A new concept from the field of geo-engineering, which is the manipulation of the earth’s climate in order to offset the effects of global warming, has unveiled a new method aimed at making ships more fuel-efficient, and thereby reduce the impact of climate change.
According to the BBC, by getting ships to generate smaller bubbles when they are sailing across the globe’s oceans could help in alleviating the effects of global warming.
By producing bubbles of a smaller size, scientists from the University of Leeds, UK, have said this would create a ‘brighter’ wake behind a vessel and thus reflect more sunlight back into space. Scientists believe this could combat issues surrounding solar radiation.
The average lifetime of an ordinary bubble is said to be a few minutes, but micro-bubbles could last up to 24 hours.
The team found that making smaller bubbles could be achieved by fitting aerosol technology to the backs of ships.
A professor from the University of Leeds, Piers Forster, said of the technology behind the idea: “A lot of these technologies are completely hypothetical.
“The one advantage about this technology – of trying to generate these tiny 'micro-bubbles' – is that the technology does already exist.”
Using a computer model, the team at the University of Leeds were able to determine what would happen if the world’s fleet were able to produce smaller bubbles.
Professor Forster said: “If we were to successfully put these generators on to these ships, and the ships just went about their normal business, we did find there was potential to reduce the surface temperature by about 0.5C.

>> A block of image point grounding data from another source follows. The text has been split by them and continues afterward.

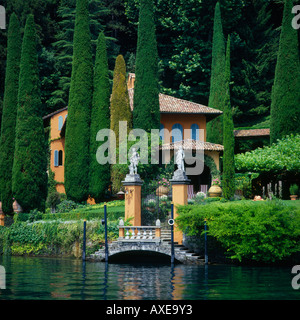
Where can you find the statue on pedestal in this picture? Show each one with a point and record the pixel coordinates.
(179, 174)
(134, 161)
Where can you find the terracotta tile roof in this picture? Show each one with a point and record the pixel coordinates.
(170, 104)
(251, 133)
(190, 144)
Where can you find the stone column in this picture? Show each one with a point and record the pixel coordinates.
(133, 190)
(179, 184)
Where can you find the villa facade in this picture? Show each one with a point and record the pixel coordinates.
(175, 114)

“I think with all these technologies, we would be looking at decades to implement them. They aren't a very rapid solution that perhaps people think they ought to be.
“Also, it's important to say that these will only ever be a temporary fix – you also need to cut your carbon emissions to prevent long-term climate change.”
Julia Crook, also from Leeds, explained: “The technology required for other forms of solar radiation management is a long way off being ready, whereas micro-bubble generators already exist.
“The Japanese are already experimenting with micro-bubbles under ships' hulls to make them more streamlined and more fuel-efficient.”